We're always slightly snarky about Noel Gallagher's failure to provide any substance to his songs, so we think it's only fair to mention that he's actually done a song about something - and thrown it away on the Goal! The Move soundtrack. The song, Who Put The Weight Of The World On My Shoulders is a microrant at television: "who put the lies in the truth that you sold us? Lost behind the silver screen are all the things you could have been to us." Noel, of course, sold his soul to promote Sky Television a month ago, which might answer some of his questions.
Peter Robinson's worthy combat partner is Chris Lowe, "the other one from the Pet Shop Boys". Dr Dre had apparently written a demo song in which both the PSBs got killed in revenge for the Pettie's song in which Neil shagged Eminem, but it didn't make the final cut. (Although, of course, in the world of song, Eminem killed Dr Dre, so we're not sure how all this would fit together.
Radar are doing what the young people call "giving it up" for Sebastien Tellier. He used to be a show: "because show-offs are popular; and I wanted to be popular."
Hard-Fi's Richard isn't happy with how they did at Glastonbury - his Mum had just died, and he feels his game was off: "You read in the NME [about] the band of Glastonbury, and it's someone else... I know we could have torn that place up. We should've been the ones that stole it." But they'll have another chance, providing they skirt the curse of the Mercury this week.
There's a handy cut out and keep guide to Sigur Ros' fans. It might make you like them less: Chris Martin, Gwyneth Paltrow, Tommy Lee, Tom Cruise... that's it, we're off to dig out out some Royksopp.
Talking too soon: even as we were flicking through the piece on The Curse of Josh Homme and how it's been lifted, they were attaching cables to try and get him upright onstage in Germany again
Billy from The Subways doesn't like people oggling his girlfriend-bandmate Charlotte Cooper. Let's hope he doesn't notice that she's one of the full-page posters.
reviews
live
super furry animals at the secret garden party in Cambridgeshire - "the Furries were clearly not having the time of their lives"
rolling stones - boston fenway park - "they look like they're genuinely enjoying themselves"
vica voce - birmingham club nme - "a lo-fi Flaming Lips, without the silly animal suits"
marilyn manson - leeds festival - "old-fashioned compared to the (baby)shambolic thrills on offer elsewhere; a scripted show from Marilyn Manson the character"
albums
elbow - leaders of the free world - "if there's any justice, should see Garvey rubbing shoulders with Chris Martin", 9
joe meek - portrait of a genius - "if you have any interest in beauty, then cough up"
reuben - very fast, very dangerous - "palls after a while", 6
tracks
totw - arcade fire - rebellion (lies) - "causes Nada Surf to wake up in cold sweats"
nada surf - always love - "Travis-lite farce"
goldie lookin chain - your missus is a nutter- "they posit the theory that women are out of control and must be stopped"

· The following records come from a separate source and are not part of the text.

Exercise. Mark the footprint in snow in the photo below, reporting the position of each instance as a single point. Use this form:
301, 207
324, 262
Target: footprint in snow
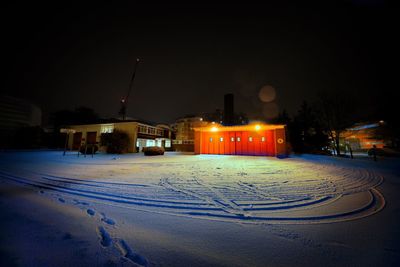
127, 251
105, 238
108, 221
90, 212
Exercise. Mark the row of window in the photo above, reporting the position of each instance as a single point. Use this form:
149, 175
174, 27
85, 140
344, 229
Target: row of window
150, 130
238, 139
183, 142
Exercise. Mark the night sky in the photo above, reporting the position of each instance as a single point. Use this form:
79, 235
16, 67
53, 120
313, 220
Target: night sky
62, 57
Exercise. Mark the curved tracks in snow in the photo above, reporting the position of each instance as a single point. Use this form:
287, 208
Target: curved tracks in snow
242, 189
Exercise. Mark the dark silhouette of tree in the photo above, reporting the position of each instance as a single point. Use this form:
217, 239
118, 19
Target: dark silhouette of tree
337, 112
306, 133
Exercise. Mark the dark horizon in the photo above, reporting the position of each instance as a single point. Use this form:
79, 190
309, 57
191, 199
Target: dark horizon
193, 55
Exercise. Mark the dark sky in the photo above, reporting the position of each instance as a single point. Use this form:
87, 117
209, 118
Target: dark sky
68, 56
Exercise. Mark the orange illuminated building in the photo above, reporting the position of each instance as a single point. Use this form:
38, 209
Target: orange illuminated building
253, 139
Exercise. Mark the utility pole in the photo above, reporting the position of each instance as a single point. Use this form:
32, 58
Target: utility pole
124, 100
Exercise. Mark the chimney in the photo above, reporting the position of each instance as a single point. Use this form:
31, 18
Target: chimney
228, 110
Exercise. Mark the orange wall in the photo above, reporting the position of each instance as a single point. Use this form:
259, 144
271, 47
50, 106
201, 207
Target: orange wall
258, 143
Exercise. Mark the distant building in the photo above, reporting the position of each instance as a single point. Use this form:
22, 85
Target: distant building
140, 134
16, 113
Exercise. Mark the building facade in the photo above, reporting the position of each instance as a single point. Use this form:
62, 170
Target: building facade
140, 135
184, 133
253, 140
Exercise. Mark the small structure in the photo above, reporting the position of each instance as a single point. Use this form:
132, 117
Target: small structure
364, 136
252, 139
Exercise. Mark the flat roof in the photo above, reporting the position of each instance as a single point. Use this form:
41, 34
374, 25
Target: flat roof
215, 127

and finally, the Fanboy cartoon draws a picture of what it must have been like watching Steve Coogan and Courtney Love doing pillow talk. Back of the net.
3 comments:
Hard-Fi didn't actually play at all at Glastonbury. They did offer half-price tickets to the Neighborhood show a couple of weeks after to anyone who had a ticket/wristband, which was probably much use to anyone not from the London area but still a nice gesture.
And surely the best bit in that NME was their description of Pete Doherty's Reading appearance as 'having walked onstage looking like a Dior clothes horse, but by the end looking like he'd been raped by dogs'? Lovely!